The army owns you. You don't find your way in the army. They tell you what to do, what to wear, where to sleep. They teach you how to kill too. As I'm writing for Charedim here I hope I don't have to worry about angering those that see the Israeli army as a religious entity. It is quite far from that. And it affects the entire society. David Ben-Gurion envisioned it as a melting pot to forge the new Hebrew man who breaks from the past. Ben-Gurion was an atheist. Need I say more.

So 90 plus percent of the country lives in a culture that is built around the military experience. As a result, people are aggressive and bossy. It is not easy dealing with them. But you will have to deal with them even if you live in a Charedi community because it's pretty rare to find here a Charedi doctor, dentist, lawyer, or even real estate agent.

Why is that? It's in large part because a man cannot obtain a military exemption if he has ever worked. People complain about the Charedim not working but they can't work, lest they be forced into the very traife environment called the military.

And know this. Even the military exemption is coming to end by edict of the high court. So bringing a male child of any age to Israel is a risk. Even females are at risk. Hear the words of Rabbi Avigdor Miller:
Question: Wouldn't moving to Yerushalayim be the best way to express our yearning in our days.

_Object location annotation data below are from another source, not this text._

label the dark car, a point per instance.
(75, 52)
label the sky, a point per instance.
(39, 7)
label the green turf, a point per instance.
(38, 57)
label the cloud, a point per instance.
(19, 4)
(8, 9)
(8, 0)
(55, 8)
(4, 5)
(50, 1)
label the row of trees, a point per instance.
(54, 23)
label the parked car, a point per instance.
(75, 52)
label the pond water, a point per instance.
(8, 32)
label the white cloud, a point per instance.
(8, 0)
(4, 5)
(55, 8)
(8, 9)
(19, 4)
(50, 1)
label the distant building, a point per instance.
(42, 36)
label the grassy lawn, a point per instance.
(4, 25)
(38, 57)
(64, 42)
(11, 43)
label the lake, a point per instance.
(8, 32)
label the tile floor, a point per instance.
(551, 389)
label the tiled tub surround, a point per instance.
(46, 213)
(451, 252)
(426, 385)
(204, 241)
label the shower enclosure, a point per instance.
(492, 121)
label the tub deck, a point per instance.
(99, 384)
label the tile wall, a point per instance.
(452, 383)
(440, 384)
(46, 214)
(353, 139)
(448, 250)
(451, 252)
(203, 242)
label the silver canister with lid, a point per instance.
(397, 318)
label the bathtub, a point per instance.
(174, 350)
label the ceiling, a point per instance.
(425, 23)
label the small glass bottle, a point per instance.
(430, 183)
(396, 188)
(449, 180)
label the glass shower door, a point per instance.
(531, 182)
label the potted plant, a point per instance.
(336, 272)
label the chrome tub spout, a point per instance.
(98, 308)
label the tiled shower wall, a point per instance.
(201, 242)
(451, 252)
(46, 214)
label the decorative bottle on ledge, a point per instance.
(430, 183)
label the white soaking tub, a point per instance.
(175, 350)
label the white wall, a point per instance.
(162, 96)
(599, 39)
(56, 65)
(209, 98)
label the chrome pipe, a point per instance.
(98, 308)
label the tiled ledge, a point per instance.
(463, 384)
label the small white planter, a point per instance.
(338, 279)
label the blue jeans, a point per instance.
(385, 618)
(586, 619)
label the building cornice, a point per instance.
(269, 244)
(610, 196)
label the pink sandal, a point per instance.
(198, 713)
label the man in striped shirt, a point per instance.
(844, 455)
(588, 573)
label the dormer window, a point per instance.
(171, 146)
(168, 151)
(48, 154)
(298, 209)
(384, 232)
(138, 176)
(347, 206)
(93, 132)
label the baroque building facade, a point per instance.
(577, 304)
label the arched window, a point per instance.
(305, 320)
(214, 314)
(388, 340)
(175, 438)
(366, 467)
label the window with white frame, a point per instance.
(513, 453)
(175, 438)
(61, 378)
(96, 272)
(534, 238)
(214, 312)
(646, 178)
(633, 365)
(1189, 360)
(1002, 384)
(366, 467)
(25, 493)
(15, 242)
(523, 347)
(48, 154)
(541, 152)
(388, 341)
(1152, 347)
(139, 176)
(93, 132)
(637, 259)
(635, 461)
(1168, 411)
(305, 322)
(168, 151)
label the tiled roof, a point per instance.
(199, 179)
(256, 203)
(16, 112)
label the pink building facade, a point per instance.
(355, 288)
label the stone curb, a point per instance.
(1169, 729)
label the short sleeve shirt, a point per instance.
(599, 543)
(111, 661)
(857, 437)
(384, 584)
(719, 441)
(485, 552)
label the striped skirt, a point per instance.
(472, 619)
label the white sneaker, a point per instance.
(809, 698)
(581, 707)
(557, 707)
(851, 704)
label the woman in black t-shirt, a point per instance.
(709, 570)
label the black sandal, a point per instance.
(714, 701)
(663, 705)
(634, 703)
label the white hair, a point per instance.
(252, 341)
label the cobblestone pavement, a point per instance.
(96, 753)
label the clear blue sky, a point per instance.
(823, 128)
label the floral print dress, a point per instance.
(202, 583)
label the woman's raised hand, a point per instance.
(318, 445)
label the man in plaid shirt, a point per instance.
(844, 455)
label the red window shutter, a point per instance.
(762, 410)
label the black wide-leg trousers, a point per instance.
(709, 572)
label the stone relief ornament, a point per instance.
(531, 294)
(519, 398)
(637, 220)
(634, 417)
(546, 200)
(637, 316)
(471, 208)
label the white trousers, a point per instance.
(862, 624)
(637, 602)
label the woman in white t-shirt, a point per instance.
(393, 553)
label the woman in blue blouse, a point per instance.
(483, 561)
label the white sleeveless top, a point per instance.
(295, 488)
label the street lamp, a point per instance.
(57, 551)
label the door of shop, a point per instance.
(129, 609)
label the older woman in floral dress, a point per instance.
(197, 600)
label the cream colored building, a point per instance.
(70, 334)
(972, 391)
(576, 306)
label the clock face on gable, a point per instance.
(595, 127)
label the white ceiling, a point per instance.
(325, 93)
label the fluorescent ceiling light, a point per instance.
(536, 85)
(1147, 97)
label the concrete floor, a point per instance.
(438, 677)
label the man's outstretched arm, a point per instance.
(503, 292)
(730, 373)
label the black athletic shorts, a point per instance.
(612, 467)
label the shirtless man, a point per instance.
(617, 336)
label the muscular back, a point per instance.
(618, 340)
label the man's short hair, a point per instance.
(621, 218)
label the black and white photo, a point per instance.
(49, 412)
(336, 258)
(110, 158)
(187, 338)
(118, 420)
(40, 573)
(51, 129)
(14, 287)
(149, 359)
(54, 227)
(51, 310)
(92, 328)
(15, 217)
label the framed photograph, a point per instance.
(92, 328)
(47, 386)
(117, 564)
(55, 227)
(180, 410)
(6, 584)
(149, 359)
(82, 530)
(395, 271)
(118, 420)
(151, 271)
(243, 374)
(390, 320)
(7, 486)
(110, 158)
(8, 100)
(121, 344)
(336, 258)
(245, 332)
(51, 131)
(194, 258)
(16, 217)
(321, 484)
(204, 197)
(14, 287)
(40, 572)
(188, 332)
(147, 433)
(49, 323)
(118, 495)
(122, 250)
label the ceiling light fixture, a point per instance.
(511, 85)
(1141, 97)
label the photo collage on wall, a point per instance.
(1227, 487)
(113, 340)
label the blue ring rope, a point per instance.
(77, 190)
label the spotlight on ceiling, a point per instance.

Rabbi Miller: Moving to Yerushalayim is not that simple. First of all, it's a problem, what do you do with your sons? They might be drafted and you'll have to start dodging the army. So, you'll say, "Well, I'll live in Yerushalayim only a short while, and come back to America from time to time. I'll retain my American citizenship.” It's not that simple. Sooner or later, your children will be Israelis. What's going to happen then? You have to keep them out of the army. You have to know, by the way, that right now, there's a very great hatred against Orthodox Jews in Eretz Yisrael. Right now. They attacked a synagogue for the first time, which is only the beginning. There's a big movement now among the chofshim to draft yeshiva boys into the army again. And there's a movement among the chofshim to draft women into the army again. Giyus noshim is actual again. Everybody is requested to send letters or telegrams to Shimon Peres, the prime minster, and also to Yizhak Shamir, the deputy prime minister, protesting against any proposal to draft yeshvia boys and any proposal to draft women. It's a very dangerous time right now because right now, there's a fire of sinah and antisemitism against frum Jews in Eretz Israel. It just happens right now, they've reached a peak, and let's hope it won't get any worse. The attack on the synagogue is the worst thing that happened so far. Frum Jews are being put in jail for nothing, such a little protest against chillul Shabbos, or a protest against immorality in the posters. Therefore , it's important to keep this in mind, and and to send those letters to Shimon Peres, the Prime Minister, and Yitzchak Shamir, the deputy Prime Minister.
Now, if you're able to make a living, and your children are settled, let's say, in America, in yeshivos, in a yeshiva world and frum environment, and you, yourself, want to move to Yerushalayim, if you can support yourself, why not? However, if your presence in America is needed, because they need a frum father or a frum zeida, or a frum mother to watch over them, for many times, if there are not parents or grandparents present, things happen in a family with the children. They need a kind word, or a strict word from the parents to manage things properly, so maybe you can't go. Also, people should go to Eretz Yisrael and they become dependent on support in America? I don't approve of that. If you have funds,yes, but to go there and then start writing letters to your American friends to support you, I don't believe in that. (Tape #604) 
You want to point to examples where things work out? That's like saying put up all your savings to run for president, Trump won.

My opinion, it's not worth the risk. And I have only touched up on the problems in Israel. Moshiach will come someday. You are no different from your ancestors. Await Moshiach's arrival and make the most of your life in chutzah l'aaretz. You can accomplish great things there.